Hudson County, N.J., Financial Consultant Admits Tax Evasion
NEWARK, N.J. - A Hoboken, New Jersey, financial consultant today admitted evading payment of taxes on approximately $273,000 in commission payments received from an insurance broker, U.S. Attorney Paul J. Fishman announced.
John Twomey Booth, 66, pleaded guilty before U.S. District Judge Esther Salas in Newark federal court to Count Three of an information charging him with willfully attempting to evade the payment of federal personal income tax for calendar year 2008.
According to documents filed in this case and statements made in court:
Booth was a financial consultant who operated in Hoboken and elsewhere. Beginning in March 2006 and continuing through December 2009, Booth accepted hundreds of thousands of dollars in payments from an insurance broker based in Towson, Maryland, whose companies provided insurance brokerage services for New Jersey municipal entities—including the Weehawken Board of Education and the Union City Board of Education. Booth directed the insurance broker and others to make payments to four entities controlled by Booth.

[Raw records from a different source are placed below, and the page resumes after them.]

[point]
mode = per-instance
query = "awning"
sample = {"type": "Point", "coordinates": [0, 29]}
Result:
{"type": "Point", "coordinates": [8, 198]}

Booth used the funds to pay for his personal expenses and withdraw cash. Despite receiving approximately $719,000 in income during the calendar years 2006, 2007, 2008, and 2009, including approximately $273,000 from the insurance broker, Booth failed to report any of this income to the IRS, causing a loss to the government of $119,731.
The tax evasion count to which Booth pleaded guilty carries a maximum potential penalty of five years in prison and a $250,000 fine. Sentencing is scheduled for Dec. 15, 2014.
U.S. Attorney Fishman credited special agents of IRS—Criminal Investigation, under the direction of Acting Special Agent in Charge Jonathan D. Larsen, and the FBI, under the direction of Special Agent in Charge Aaron T. Ford, for the investigation leading to today’s plea.
The government is represented by Assistant U.S. Attorney Lee M. Cortes Jr., of the U.S. Attorney’s Office Special Prosecutions Division in Newark.